Interestingly enough, my class partner and I had to present on Santosha in yoga study this evening. Santosha means contentment. It goes further than just being pleased with things. It's about finding joy in everything. Every little, tiny thing. Finding joy in rush hour, in the DMV, in heart ache, in death, in divorce, in finding out someone lied to you, in being screamed at by a stranger, or worse yet, someone you love. It's about finding joy in e v e r y t h i n g. I have a tattoo that says, "Just be." Santosha means just that. You can call it coincidence, but I find it pretty amazing that I was given that topic, especially during this time of my life. It is single-handedly the hardest thing for me to do. And I've yet to meet anyone who has mastered it.
Based on the way my day had gone, I was certain I wouldn't make it through this presentation without crying. When I got to class, I could barely control my breathing. Everyone could tell I'd been crying. I got a few sad looks and a couple wordless back pats. Everyone knew. How was I going to do this without making myself look like a fool?
Before we presented on Santosha, a classmate presented on the two yoga poses she was given. After that, our teacher asked the class to chime in and direct her into the pose. Somewhere along the way I took over. Step by step, I put my teacher into extended side angle with verbal cues. I stopped halfway through and I said, "Someone else should do this, too?"
"No!" the class said collectively. "Keep going!"
And I did.
And I did really well. The whole class clapped and my teacher beamed at me. I'd never talked someone through a pose without also doing the pose myself. I found myself using words and ideas that I'd heard during classes. I might not be good at a lot of different things right now, but I'm good at this. And it feels really good. In nearly every class, I surprise myself.
Soon enough, it was time to present on Santosha. I was sure I wouldn't make it through this without crying in front of my class. My partner and I asked the class to sit in a circle and I read a meditation to them. A meditation about smiling. Then we spoke about our personal experiences with Santosha. The class was so engaged. There were no awkward pauses. Everyone wanted to discuss this. My partner and I had successfully stimulated the class and it felt so good to be talking with this group of people about the concept of contentment.
Then it was time to learn Sanskrit. The language of yoga. I picked up on it really quickly.

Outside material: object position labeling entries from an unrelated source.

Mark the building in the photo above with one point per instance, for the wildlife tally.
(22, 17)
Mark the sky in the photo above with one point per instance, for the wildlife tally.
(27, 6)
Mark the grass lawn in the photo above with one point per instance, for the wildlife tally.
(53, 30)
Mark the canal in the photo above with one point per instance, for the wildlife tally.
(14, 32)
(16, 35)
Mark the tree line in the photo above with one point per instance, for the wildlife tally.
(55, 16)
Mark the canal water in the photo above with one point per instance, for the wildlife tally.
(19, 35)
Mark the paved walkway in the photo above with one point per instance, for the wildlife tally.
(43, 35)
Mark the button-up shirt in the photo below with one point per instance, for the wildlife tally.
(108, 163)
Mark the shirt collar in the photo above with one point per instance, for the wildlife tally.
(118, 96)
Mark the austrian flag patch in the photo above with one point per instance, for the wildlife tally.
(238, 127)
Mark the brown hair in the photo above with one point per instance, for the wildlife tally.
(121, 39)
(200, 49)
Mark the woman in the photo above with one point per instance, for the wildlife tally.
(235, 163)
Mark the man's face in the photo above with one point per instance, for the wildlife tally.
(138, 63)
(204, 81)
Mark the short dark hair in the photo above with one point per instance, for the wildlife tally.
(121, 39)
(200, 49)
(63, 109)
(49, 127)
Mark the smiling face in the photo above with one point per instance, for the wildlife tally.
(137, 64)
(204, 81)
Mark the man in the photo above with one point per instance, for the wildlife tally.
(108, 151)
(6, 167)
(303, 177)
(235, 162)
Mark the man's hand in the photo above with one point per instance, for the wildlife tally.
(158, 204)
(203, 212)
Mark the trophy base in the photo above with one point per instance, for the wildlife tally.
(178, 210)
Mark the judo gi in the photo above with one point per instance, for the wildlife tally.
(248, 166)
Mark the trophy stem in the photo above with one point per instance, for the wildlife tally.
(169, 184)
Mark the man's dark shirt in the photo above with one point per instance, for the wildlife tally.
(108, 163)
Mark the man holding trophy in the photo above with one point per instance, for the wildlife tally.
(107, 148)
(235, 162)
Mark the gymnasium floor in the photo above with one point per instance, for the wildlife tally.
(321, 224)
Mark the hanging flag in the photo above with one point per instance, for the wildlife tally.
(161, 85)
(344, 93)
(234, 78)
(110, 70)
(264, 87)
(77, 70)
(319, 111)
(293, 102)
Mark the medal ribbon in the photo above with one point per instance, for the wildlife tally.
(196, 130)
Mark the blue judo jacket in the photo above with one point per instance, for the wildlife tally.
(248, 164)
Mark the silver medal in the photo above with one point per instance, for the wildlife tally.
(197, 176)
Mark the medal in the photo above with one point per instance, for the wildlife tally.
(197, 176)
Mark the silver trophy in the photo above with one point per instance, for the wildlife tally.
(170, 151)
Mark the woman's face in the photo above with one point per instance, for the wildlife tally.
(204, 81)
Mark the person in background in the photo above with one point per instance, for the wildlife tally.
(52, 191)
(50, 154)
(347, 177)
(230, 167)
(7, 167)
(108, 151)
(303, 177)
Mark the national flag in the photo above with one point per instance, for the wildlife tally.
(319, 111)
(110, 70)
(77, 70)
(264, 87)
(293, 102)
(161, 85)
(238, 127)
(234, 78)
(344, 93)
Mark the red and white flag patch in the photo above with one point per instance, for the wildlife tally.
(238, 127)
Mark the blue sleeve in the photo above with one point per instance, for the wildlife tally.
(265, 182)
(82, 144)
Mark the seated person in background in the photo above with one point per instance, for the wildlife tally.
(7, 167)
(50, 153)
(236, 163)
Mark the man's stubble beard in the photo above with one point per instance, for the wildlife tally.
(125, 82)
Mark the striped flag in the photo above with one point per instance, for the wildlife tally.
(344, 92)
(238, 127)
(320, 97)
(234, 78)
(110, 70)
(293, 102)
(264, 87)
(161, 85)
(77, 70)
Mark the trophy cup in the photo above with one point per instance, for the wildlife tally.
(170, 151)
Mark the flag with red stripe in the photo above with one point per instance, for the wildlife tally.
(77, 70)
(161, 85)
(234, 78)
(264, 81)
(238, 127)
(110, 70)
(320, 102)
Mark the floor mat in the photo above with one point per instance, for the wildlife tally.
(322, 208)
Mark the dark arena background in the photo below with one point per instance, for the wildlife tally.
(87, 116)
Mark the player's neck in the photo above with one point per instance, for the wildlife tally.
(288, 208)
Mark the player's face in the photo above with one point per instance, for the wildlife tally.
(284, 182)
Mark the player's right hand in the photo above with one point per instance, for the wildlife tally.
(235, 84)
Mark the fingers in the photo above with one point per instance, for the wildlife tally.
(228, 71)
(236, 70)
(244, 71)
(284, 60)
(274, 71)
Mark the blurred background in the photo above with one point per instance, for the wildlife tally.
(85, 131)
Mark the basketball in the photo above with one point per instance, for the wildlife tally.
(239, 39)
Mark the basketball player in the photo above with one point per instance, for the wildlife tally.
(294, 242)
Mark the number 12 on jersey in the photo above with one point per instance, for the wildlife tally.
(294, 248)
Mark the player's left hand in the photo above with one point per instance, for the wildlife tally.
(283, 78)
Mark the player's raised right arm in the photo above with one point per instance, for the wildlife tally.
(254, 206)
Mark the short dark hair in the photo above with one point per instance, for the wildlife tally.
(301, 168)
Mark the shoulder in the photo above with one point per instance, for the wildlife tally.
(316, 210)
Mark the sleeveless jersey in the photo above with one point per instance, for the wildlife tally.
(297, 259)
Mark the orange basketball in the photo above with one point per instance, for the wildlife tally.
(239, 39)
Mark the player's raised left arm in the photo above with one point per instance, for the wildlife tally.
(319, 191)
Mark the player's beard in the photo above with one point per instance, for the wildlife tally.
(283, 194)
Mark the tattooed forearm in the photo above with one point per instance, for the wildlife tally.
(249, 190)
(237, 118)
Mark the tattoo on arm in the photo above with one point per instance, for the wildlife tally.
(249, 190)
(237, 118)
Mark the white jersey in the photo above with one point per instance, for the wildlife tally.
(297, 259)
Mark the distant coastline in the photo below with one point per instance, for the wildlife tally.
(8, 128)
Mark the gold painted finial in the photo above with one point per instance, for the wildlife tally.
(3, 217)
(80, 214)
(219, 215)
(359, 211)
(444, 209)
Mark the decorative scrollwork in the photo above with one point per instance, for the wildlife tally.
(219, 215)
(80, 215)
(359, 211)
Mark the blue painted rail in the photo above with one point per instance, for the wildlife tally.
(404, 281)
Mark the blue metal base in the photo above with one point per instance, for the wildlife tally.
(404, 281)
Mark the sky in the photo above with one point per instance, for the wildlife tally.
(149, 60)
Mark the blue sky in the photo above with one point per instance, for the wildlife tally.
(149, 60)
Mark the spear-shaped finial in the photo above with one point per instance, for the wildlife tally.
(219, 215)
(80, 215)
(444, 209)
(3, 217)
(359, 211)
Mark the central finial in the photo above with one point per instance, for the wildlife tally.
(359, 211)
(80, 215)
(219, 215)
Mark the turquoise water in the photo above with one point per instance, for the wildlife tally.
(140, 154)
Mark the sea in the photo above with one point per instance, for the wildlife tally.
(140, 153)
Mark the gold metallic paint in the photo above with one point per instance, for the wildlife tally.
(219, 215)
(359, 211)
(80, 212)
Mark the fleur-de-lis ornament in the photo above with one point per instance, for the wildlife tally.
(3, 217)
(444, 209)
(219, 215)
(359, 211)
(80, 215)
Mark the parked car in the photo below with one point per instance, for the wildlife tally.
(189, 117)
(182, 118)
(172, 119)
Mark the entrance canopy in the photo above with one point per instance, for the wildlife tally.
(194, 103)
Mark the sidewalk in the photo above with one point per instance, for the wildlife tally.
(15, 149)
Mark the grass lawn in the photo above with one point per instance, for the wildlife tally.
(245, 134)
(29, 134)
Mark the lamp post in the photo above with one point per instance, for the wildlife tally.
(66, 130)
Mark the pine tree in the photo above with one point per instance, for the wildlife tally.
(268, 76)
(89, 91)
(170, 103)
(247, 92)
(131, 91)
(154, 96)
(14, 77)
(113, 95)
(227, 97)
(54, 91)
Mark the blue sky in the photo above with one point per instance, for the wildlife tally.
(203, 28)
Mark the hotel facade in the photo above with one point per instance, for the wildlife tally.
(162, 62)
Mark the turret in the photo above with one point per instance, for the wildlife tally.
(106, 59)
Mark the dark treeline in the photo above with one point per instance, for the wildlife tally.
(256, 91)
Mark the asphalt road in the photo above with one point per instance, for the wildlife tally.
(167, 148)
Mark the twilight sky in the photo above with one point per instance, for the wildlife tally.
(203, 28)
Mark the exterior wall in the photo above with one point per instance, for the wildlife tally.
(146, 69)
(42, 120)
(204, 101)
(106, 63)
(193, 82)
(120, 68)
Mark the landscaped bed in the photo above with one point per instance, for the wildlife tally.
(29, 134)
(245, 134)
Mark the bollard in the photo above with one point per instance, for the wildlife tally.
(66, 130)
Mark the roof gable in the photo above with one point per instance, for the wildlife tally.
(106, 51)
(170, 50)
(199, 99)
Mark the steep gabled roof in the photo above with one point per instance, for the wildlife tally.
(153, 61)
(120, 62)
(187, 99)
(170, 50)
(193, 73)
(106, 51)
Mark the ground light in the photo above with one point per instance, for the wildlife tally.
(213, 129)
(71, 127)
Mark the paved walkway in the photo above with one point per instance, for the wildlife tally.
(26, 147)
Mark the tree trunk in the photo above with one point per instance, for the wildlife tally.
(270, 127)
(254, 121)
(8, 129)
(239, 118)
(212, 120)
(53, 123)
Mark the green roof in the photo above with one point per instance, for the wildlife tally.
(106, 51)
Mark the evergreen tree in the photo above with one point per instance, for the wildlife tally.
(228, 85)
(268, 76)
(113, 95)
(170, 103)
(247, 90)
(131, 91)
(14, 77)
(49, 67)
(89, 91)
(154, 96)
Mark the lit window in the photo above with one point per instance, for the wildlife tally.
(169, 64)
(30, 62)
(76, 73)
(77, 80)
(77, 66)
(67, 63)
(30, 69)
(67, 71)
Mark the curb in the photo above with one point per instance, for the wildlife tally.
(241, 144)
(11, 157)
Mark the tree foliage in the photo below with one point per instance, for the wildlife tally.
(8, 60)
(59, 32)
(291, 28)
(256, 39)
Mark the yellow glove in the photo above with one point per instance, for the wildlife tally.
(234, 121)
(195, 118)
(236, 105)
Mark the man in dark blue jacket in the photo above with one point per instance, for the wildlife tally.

I'm going to go buy note cards tomorrow and I can't wait to make flashcards for myself.
Six hours ago you could have handed me a million dollars and told me that I could do anything in the world I wanted, without consequences and I still wouldn't have been able to stop crying.
And by reminding myself that I'm allowed to cry and feel like crud about things, I'm also allowed to smile in that moment. I have that choice. And now, I can't stop smiling.